Paying for End-of-Life Arrangements

An important thing to decide early on is how exactly you will finance your end-of-life arrangements. Funerals and memorials are not cheap. Since 2010, the average cost of a funeral has increased by an estimated 4.1 percent annually in the United States. According to the National Funeral Directors, the average cost of a burial funeral is $7,300, while the average cost of cremation is $3,100.

An obvious benefit of planning your end-of-life arrangements early on is it gives you the opportunity to research and price compare funeral homes. The right funeral home can save your family thousands of dollars. Urns and caskets make up a large chunk of funeral expenses, yet different funeral homes charge wildly varying prices. For instance, a survey of 57 funeral homes found  the average cost of a cremation urn was $478, with urns ranging from $50 to as much as $1,790! Doing the legwork and research beforehand can prevent overpaying. Finally, feel free to haggle with funeral homes. The starting price they give you is never necessarily the bottom line.
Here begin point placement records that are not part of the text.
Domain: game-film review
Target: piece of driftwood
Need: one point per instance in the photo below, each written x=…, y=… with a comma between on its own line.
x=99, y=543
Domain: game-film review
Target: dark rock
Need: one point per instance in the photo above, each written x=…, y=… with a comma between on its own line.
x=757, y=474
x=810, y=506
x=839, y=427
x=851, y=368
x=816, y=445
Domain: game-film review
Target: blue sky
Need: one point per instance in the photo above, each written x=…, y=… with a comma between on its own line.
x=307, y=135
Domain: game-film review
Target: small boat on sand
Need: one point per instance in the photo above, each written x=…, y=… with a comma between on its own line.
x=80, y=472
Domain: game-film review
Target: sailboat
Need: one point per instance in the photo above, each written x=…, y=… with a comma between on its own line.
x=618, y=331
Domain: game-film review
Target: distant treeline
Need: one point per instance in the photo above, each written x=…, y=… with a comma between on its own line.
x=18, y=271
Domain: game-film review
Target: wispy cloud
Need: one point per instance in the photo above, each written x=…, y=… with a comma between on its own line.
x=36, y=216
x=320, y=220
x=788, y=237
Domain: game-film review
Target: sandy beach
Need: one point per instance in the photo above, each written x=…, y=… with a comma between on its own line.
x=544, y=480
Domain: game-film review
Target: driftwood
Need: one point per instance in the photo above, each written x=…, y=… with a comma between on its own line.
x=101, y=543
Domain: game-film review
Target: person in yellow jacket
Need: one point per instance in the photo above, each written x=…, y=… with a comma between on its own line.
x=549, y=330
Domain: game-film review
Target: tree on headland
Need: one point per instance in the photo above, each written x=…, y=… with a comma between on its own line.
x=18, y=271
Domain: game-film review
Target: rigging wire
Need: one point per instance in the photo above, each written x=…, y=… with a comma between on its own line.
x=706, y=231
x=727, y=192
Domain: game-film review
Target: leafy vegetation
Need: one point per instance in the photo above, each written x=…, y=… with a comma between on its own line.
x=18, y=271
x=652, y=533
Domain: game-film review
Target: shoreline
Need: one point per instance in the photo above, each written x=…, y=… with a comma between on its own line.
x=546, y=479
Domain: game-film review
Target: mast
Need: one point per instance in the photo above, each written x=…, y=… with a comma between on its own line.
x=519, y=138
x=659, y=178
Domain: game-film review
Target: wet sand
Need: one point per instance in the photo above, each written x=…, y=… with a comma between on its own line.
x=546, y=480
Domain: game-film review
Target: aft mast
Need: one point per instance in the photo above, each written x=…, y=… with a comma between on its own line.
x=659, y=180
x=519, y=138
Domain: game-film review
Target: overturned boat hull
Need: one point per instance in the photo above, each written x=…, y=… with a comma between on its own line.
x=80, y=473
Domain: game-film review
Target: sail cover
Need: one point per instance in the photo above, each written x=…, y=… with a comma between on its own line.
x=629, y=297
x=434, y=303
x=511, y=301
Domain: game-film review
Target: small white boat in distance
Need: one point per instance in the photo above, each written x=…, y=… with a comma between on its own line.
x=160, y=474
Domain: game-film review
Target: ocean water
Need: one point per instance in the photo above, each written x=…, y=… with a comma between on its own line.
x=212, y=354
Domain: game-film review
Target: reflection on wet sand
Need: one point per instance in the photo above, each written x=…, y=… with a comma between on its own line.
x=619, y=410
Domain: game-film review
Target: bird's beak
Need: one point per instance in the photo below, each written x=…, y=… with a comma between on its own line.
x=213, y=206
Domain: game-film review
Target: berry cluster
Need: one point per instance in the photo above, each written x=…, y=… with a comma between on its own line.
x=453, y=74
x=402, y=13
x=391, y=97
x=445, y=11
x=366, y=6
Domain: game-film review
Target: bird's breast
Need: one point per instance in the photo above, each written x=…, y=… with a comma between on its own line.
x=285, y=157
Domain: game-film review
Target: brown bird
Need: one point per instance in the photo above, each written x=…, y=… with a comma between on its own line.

Bring your research about other area homes into negotiations as a bargaining chip.

You have a few different options when it comes to finding the money to pay for a funeral or memorial. If you have the cash, most funeral homes will allow you to prepay for your service so arrangements are ready and waiting. If your loved ones would like more autonomy over the planning process, setting up a joint checking account provides them with access to the cash they’ll need. Other options include Totten trusts, life insurance or burial insurance, and credit cards, though you should weigh heavily whether you want to leave any debt behind for your family to deal with.

Planning for your end-of-life arrangements is a kindness to your family and friends. The overwhelming nature of grief makes it difficult for them to care about the aspects of planning and paying for a funeral or memorial service. By having the details hammered out ahead of time, they can focus on saying goodbye and tending to each other as they remember the loved one they will always miss.